-
Kafka Binary files : http://kafka.apache.org/downloads.html
-
Atleast 2 AWS machines : AWS EMR or EC2 will be preferable
-
A Kafka Manager Utility to watch up the Cluster : https://cwiki.apache.org/confluence/display/KAFKA/Ecosystem
-
Now first download the kafka Tarball or binaries on your AWS instances and extract them
tar -xzvf kafka_2.10-0.8.2.1.tgz mv kafka_2.10-0.8.2.1 kafka
-
On Both the Instances, you only need two properties to be changed i.e. zookeeper.properties & server.properties
a) Going with the first one edit "zookeeper.properties" on both the instances to
vi ~/kafka/config/zookeeper.properties
clientPort=2080 #Changing the Port from default "2181" to "2080"
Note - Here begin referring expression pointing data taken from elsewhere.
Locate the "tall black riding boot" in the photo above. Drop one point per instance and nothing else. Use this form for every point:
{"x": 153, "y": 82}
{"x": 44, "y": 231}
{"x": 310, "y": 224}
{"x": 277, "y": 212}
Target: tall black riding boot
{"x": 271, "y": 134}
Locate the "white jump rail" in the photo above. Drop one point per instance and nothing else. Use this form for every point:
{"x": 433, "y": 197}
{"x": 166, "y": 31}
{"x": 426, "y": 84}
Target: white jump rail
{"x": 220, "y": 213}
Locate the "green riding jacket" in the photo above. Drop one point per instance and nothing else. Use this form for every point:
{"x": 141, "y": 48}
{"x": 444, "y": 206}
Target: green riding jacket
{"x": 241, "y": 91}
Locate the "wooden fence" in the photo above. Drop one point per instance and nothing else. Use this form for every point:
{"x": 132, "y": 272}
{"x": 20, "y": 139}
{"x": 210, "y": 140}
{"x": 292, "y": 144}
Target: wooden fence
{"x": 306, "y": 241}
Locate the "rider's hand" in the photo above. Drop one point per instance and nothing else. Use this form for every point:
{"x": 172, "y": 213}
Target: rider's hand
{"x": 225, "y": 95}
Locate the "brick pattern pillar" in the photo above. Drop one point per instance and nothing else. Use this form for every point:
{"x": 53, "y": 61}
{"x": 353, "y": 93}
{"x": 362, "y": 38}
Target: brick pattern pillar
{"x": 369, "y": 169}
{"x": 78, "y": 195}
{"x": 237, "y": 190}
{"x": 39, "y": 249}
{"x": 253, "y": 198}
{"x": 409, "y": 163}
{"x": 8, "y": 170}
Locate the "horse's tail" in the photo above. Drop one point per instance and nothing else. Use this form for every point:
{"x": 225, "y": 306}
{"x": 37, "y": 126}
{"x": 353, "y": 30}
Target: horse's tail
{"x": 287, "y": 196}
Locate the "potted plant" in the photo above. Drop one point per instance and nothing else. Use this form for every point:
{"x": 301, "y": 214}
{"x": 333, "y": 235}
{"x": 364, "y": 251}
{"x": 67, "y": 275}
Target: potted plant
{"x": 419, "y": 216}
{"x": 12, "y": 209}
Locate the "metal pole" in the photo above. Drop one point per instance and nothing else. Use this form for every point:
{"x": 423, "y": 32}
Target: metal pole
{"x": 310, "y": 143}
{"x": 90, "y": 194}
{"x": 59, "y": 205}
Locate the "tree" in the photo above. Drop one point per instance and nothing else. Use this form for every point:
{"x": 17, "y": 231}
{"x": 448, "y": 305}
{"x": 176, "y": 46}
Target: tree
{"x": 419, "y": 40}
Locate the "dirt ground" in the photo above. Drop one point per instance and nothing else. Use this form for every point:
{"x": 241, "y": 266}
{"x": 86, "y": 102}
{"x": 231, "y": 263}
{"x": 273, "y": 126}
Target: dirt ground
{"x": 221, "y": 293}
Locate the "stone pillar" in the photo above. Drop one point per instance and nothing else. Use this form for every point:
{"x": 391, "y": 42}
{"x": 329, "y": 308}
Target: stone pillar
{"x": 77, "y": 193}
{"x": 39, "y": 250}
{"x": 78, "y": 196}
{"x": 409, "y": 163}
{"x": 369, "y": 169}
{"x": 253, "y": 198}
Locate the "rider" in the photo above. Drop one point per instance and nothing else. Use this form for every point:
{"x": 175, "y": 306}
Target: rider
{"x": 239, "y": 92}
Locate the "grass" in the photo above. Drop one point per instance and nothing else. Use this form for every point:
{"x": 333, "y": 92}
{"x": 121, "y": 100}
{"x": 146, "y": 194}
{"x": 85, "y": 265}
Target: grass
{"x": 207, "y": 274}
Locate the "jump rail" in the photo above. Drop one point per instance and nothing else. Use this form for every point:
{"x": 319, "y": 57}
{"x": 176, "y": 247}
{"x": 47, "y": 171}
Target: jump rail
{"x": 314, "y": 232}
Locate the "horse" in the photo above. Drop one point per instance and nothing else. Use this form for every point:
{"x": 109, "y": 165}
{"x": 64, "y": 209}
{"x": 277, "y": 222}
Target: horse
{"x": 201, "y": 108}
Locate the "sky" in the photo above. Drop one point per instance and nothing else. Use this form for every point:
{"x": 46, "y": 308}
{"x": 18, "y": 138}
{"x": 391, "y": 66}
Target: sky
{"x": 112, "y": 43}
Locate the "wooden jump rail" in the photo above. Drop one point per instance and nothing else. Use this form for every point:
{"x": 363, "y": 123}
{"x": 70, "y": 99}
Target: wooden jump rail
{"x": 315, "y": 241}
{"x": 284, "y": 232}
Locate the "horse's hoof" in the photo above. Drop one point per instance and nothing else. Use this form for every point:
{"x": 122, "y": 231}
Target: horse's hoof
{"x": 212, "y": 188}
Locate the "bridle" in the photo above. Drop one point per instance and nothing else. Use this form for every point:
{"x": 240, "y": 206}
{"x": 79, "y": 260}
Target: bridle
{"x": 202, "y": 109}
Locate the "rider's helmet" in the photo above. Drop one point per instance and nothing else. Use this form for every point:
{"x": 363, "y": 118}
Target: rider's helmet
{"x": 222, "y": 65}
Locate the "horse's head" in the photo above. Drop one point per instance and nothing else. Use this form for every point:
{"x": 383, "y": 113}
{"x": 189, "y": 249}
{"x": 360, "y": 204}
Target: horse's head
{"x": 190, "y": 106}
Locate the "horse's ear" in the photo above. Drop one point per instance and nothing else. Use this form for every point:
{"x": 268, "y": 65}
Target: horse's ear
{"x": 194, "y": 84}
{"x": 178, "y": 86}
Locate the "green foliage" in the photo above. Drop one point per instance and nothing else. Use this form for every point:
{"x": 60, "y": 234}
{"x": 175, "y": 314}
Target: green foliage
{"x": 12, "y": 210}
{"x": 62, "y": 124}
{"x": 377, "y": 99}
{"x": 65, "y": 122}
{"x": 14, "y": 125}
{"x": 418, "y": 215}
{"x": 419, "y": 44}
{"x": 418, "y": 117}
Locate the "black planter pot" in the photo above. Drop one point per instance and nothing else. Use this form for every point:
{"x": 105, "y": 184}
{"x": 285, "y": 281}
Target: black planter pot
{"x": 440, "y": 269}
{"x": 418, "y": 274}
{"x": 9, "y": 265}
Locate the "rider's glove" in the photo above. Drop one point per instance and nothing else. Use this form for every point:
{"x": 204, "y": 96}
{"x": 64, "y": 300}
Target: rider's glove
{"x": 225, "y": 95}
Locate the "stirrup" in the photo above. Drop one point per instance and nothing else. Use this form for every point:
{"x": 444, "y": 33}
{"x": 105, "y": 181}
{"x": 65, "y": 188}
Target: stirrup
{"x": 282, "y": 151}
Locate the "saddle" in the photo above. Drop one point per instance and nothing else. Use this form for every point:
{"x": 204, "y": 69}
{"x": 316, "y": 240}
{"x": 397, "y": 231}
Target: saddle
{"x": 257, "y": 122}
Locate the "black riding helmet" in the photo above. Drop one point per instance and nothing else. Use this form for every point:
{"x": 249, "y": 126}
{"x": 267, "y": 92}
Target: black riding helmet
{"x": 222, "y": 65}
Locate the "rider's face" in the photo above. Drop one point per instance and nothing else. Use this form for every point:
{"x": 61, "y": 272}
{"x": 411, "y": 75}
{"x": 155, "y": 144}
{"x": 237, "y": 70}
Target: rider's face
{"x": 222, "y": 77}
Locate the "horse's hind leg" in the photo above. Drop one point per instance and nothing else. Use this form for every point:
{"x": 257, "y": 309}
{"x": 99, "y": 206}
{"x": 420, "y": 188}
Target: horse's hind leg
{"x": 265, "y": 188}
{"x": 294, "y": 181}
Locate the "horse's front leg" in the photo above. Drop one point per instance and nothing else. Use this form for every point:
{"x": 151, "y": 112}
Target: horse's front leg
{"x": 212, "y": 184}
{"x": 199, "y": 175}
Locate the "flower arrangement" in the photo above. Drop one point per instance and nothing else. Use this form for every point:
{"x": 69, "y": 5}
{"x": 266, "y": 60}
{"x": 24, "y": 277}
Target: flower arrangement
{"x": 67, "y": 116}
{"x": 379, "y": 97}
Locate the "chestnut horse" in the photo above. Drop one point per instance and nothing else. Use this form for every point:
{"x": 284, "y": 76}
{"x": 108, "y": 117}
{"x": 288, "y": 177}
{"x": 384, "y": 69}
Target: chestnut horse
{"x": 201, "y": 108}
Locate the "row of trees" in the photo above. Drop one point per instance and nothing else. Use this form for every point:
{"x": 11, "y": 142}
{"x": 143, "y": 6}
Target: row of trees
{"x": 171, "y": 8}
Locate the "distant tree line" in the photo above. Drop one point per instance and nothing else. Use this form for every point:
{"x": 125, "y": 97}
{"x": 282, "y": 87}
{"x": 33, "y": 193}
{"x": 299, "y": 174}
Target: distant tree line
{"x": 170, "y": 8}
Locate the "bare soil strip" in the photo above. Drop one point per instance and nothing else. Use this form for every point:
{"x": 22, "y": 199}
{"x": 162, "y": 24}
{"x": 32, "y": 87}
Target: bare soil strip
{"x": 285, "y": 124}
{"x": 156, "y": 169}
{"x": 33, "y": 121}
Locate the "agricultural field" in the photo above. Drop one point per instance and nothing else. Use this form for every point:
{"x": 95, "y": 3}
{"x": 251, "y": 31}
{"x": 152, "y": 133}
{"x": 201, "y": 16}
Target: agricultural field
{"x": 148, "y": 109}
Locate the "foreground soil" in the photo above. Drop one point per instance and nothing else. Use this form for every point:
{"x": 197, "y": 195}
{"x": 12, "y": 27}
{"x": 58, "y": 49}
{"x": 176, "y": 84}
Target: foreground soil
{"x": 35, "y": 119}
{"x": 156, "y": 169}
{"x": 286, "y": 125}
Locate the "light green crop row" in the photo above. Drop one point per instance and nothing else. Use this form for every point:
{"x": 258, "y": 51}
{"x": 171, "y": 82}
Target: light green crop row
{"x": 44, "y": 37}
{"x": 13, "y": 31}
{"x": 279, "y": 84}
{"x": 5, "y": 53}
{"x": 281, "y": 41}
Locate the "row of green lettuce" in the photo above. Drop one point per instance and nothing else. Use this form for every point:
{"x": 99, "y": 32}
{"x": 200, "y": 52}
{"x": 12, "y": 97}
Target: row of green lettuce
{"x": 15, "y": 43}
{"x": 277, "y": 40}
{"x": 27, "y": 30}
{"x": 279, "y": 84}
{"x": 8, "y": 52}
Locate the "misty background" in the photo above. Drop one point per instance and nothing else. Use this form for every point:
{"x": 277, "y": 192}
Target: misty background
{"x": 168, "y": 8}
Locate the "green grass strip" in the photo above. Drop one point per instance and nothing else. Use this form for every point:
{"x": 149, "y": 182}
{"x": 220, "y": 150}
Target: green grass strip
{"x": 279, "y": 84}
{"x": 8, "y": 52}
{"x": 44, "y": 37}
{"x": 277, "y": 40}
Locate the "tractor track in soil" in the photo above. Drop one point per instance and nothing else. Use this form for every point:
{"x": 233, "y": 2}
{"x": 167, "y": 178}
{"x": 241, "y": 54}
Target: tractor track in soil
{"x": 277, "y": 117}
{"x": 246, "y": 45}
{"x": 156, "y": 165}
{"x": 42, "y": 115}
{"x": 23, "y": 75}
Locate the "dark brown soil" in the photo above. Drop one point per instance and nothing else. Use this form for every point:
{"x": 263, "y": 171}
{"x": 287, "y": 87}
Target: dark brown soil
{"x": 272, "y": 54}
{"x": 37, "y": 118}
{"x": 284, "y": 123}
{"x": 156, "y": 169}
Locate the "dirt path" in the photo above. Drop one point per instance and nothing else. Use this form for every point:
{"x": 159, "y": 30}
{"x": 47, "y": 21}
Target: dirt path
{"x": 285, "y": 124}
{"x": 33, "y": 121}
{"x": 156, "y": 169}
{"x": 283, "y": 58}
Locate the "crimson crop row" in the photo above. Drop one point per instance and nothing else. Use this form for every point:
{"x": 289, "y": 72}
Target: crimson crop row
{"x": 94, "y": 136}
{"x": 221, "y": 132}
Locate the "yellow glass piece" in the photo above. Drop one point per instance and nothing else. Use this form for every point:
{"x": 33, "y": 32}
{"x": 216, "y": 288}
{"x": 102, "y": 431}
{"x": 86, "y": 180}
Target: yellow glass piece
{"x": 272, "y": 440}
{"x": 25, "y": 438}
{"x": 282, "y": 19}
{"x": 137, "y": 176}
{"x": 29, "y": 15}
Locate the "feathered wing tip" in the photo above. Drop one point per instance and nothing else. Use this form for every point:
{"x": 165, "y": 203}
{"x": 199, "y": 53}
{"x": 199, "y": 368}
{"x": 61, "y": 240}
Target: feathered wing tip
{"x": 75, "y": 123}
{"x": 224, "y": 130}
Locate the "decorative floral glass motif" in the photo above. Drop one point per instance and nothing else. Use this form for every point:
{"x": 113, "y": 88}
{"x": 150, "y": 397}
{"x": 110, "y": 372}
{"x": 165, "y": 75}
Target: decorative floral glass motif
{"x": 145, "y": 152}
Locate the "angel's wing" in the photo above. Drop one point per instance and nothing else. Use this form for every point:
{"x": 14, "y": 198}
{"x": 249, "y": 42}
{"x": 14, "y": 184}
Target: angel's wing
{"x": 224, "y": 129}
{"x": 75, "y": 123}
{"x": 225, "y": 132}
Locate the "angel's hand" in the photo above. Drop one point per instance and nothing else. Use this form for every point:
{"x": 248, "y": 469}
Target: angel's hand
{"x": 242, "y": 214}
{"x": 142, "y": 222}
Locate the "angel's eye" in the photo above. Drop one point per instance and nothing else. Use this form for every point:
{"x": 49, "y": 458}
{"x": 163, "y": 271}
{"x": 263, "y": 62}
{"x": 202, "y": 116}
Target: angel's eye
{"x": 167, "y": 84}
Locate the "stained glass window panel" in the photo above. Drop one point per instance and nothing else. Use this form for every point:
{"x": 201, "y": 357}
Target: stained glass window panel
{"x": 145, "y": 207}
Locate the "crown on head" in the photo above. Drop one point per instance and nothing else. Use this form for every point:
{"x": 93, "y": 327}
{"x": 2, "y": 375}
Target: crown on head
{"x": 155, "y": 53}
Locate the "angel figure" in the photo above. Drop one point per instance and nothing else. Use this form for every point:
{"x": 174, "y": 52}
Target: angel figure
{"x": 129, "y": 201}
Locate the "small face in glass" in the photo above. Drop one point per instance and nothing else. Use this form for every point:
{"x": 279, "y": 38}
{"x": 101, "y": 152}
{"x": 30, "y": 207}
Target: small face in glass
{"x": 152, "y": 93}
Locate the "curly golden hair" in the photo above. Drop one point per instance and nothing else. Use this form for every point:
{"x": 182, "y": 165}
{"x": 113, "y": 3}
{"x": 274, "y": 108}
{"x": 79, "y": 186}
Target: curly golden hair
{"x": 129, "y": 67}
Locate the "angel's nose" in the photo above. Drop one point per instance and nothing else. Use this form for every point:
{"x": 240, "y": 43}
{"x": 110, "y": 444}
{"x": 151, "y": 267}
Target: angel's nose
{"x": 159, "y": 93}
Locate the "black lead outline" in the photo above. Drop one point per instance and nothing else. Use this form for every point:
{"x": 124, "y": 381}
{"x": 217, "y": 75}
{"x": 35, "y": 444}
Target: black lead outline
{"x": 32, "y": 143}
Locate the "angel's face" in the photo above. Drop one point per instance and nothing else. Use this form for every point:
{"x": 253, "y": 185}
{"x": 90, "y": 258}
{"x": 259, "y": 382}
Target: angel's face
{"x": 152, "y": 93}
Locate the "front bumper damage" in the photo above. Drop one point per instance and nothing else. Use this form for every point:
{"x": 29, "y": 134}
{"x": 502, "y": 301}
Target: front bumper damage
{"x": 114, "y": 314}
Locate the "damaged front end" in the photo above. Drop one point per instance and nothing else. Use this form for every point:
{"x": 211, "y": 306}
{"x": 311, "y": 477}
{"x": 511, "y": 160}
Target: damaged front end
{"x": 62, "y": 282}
server.1=ec2-<IP1>.amazonaws.com:2888:3888
server.2=ec2-<IP2>.amazonaws.com:2888:3888
#add here more servers if you want
initLimit=5
syncLimit=2
b) Now edit both instances "server.properties" and update the following this
vi ~/kafka/config/server.properties
broker.id=1
port=9092
host.name=ec2-<IP1>.amazonaws.com #for 2nd EC2 instance it'll be "ec2-<IP2>.amazonaws.com"
num.partitions=4
zookeeper.connect=ec2-<IP1>.amazonaws.com:2080,ec2-<IP2>.amazonaws.com:2080 #Add all the Instances here for each Instance
-
After this go to the /tmp of every instance and create following things :
cd /tmp/ mkdir zookeeper #Zookeeper temp dir cd zookeeper touch myid #Zookeeper temp file echo '1' >> myid #Add Server ID for Respective Instances i.e. "server.1 and server.2 etc"
-
Now all is done, Need to start zookeeper and kafka-server on both instances
##Start on both Instances
~/kafka/bin/zookeeper-server-start.sh ~/kafka/config/zookeeper.properties
~/kafka/bin/kafka-server-start.sh ~/kafka/config/server.properties
-
Now go to KafkaTool and add both of your AWS instances, You'll see multi brokers with multple partitions in it.
The 'E' in EC2 is 'elastic'.
That is, AWS can add/remove nodes to the cluster to achieve horizontal scalability.
Can this Gist be expanded to include this?
Note: I'm only asking about configuration of the cluster. Until that is achieved there is no need to consider issues such as re-sharding or reassigning partition leaders.